Среди слабых, которые искали себе защитников, самые бесправные становились рабами, обрекая на рабство и все свое потомство. Большинство других, даже самых бедных, стремились и сохраняли положение свободных. Власть имущие, которые принимали от них клятву верности, зачастую не противились их стремлению. Во времена Меровингов личная связь еще не искоренила окончательно общественных институтов, и пользоваться тем, что обозначалось словом «свобода», значило быть полноправным членом общества, управляемого королем, быть частью populus Francorum, как тогда говорили, совмещая в одном выражении победителей и побежденных. Рожденная этим равновесием синонимия так и осталась в языке: «франк» до сих пор означает «свободный». Выгоднее было и для господина окружить себя не рабами, а зависимыми от него, но свободными людьми: наделенными юридическими правами и правом воевать, что, собственно, и означало быть свободным.
Зависимость людей свободно рожденных в одном из документов Турени именуется ing?nuile, формулой из латыни. Какими бы ни были превратности переменчивой истории, античные обычаи патроната (покровительства) всегда существовали в романском или романизированном мире. В Галлии они укоренились тем легче, что совпадали с обычаями завоеванных галлов. Любой галльский вождь, еще до прихода римских легионов, жил в окружении группы «верных» — или крестьян, или воинов. Мы очень мало знаем о том, что после завоевания осталось от древних галльских обычаев под лаком экуменической цивилизации. Но думается, что, глубоко изменившись под давлением политически чужеродного государства, эти обычаи все-таки продолжали существовать. В любом случае, потрясения и смуты по всей Империи на закате ее существования привели людей к необходимости вновь обратиться к помощи сильных мира сего, более близких и действенных, нежели государственные учреждения и институты.
В IV и V веках во всех слоях снизу доверху каждый свободный, а иногда н достаточно высокопоставленный человек, желая обезопасить себя от жестоких требований сборщиков налогов, склонить на свою сторону судей или обеспечить себя надежной карьерой, добровольно подчинялся еще более высокопоставленному, ища его покровительства.

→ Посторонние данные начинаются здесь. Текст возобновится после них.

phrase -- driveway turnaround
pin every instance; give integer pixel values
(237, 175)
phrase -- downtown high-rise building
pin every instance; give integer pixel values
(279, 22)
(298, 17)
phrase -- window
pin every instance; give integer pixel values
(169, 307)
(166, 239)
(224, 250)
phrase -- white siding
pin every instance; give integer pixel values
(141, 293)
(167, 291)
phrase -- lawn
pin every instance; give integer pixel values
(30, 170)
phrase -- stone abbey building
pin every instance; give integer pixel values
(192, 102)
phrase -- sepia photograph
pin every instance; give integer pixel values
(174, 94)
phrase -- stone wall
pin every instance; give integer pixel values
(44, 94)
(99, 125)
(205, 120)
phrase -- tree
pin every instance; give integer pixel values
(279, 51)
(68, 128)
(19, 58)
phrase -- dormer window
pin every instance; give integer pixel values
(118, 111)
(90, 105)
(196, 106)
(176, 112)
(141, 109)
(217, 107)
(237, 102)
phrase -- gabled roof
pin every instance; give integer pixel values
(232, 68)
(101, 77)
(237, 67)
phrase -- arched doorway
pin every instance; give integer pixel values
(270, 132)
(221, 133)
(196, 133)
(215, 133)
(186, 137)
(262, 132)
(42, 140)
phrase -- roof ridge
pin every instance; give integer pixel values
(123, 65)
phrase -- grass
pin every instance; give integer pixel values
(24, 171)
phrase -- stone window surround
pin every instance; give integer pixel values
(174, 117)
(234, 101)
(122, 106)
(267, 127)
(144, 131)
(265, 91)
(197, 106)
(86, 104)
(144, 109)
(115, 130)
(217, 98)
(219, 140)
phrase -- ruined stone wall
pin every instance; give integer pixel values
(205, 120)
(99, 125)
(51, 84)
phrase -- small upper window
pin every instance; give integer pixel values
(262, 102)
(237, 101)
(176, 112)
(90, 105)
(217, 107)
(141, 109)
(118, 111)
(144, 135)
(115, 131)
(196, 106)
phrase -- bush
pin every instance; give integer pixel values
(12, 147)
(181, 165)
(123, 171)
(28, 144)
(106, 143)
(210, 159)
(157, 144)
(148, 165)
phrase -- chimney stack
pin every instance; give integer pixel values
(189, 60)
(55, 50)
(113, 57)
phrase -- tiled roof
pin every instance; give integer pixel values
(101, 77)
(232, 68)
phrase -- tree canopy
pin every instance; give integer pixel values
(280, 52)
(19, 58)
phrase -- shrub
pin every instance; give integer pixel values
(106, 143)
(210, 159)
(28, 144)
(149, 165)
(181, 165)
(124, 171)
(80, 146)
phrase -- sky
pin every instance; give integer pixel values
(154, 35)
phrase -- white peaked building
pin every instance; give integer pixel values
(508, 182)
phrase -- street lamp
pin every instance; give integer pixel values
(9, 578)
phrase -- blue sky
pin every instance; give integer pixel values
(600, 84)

Подобные связи, беззаконные, более того, даже запрещенные, тем не менее определяли социальный климат всего общества. Заключая все больше договоров о покровительстве и подчинении, жители Галлии, уже именовавшие себя франками, стремились, чтобы каждое их действие обрело название на языке их предков.
На деле эта связь и была тем, что именовалось в старину «клиентурой», это слово осталось в качестве реминисценций в литературе и было забыто в последние века существования Империи. Но и в Меровингской Галлии, и в Риме продолжали говорить о господине, который «взял на себя заботу» о подчинившемся, став ему тем самым патроном, то есть покровителем и защитником; говорили о подчиненном, что он «отдался на милость» своего защитника. Взаимно принятые обязательства именовались «службой» (servitium). Когда-то это слово внушало свободным ужас, так как в классической латыни было синонимом рабства; обязанности, достойные свободного человека, именовались «услугами» (officia). Но к концу IV века клеймо со слова «служба» стерлось.
Германия тоже внесла в эту лексику свой вклад. Покровительство, распространяющееся на слабого, звалось mundium, mundeburdum, что дало во французском: maimbour и mitium, последний термин обозначал право и обязанность высшего представлять низшего на суде. Нетрудно распознать германские слова в документах, несмотря на латинскую форму, которую им придавали.
Эти взаимозаменяемые выражения как латинского, так н варварского происхождения равно использовались договаривающимися. Отношения личной зависимости не являлись, но существу, соблюдением древнего национального закона, они выпадали из любой законности.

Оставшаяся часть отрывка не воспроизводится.